La science est reconnue comme une véritable figure d'autorité culturelle en Europe à laquelle la majorité de la population est prête à se soumettre.Malgré quelques signes de scepticisme vis-à-vis de la science dans la population générale, les enquêtes montrent que la science reste aujourd'hui la première autorité culturelle en Europe. Ainsi, les gens continuent d'accorder leur confiance aux chercheurs et aux institutions, et placent la science comme l'une des principales autorités culturelles.

D'ailleurs, suite à la célèbre expérience de Milgram qui a montré, dans les années 1960, qu'une large majorité de personnes acceptent de délivrer des chocs électriques mortels à un individu quand un scientifique en donne l'ordre, d'autres études ont tenté de mettre en lumière ce qui induit d'une telle soumission à l'autorité.

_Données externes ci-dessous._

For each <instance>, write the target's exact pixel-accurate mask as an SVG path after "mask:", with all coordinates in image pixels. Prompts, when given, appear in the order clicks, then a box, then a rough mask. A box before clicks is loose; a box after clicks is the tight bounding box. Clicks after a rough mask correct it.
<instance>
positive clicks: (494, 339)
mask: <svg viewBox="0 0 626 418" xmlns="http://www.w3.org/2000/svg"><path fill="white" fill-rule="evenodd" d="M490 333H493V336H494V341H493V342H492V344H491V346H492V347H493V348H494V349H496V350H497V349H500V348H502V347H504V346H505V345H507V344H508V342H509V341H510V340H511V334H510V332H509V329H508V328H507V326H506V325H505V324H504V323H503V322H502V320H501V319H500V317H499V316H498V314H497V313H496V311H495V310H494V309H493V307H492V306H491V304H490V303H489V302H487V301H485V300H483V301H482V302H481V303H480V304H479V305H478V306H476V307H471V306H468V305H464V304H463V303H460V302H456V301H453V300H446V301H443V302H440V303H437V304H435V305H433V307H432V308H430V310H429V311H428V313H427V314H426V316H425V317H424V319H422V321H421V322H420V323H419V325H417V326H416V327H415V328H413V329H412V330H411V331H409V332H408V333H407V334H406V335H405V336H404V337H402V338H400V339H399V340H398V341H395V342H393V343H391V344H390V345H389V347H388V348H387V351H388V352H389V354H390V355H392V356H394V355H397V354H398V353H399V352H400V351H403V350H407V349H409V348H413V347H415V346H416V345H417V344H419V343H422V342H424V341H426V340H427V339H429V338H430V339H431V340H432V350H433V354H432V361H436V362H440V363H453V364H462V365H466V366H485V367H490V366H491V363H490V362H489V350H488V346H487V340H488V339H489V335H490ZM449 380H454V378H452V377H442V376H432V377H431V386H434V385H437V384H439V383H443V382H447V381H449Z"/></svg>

Le concept "d'état agentique" suffit-il à expliquer ce phénomène ?

Pour expliquer un tel degré de soumission à l'autorité, Milgram suggérait que lorsqu'un individu se définissait de telle façon qu'il acceptait le contrôle total d'une personne possédant un statut plus élevé, alors il basculait en état agentique, et de fait il ne s'estimait plus responsable de ses actes. Ainsi, l'individu abandonnerait temporairement ses critères moraux face à une figure d'autorité.

Toutefois, cette interprétation a été remise en cause, notamment en raison des différents comportements d'opposition (négociation, tentative d'aide à la victime, etc.) fréquemment observés au cours de l'expérience de la part des participants. Sans compter que l'obéissance de ces derniers ne s'intensifiait pas à mesure que les injonctions devenaient plus fortes. Au contraire, leur réticence à obéir se renforçait.


Alors comment expliquer cette soumission à l'autorité ?

En fait, il semble que la science elle-même soit un facteur d'obéissance. En effet, parmi les expériences alternatives réalisées par la suite, l'une d'elles a montré que la soumission à l'autorité diminuait fortement lorsque l'injonction de délivrer des décharges électriques était donnée par une personne non-scientifique ou si l'expérience était réalisée dans un lieu peu prestigieux comme un centre commercial.

Ainsi, la légitimité accordée à l'autorité scientifique et l'identification aux objectifs scientifiques représentent une composante majeure des comportements d'obéissance. De fait, loin d'être des exécutants-robots, les volontaires apparaissent au contraire comme de véritables acteurs qui, dans le but de servir la science, s'engagent activement dans les comportements que l'on attend d'eux, au point de dépasser leurs principes moraux.

D'ailleurs, une expérience récente a montré que lorsqu'on oriente subtilement les candidats vers une attitude proscientifique, ces derniers ont davantage tendance à se soumettre à l'autorité scientifique, quitte à faire souffrir un animal (factice en l'occurrence), comparé aux participants auxquels on induit un état d'esprit plutôt défavorable à la science.


Inspiré des travaux de Stanley Milgram, de Michel Dubois, de Martin Bauer, de Laurent Bègue et de Kevin Vezirian.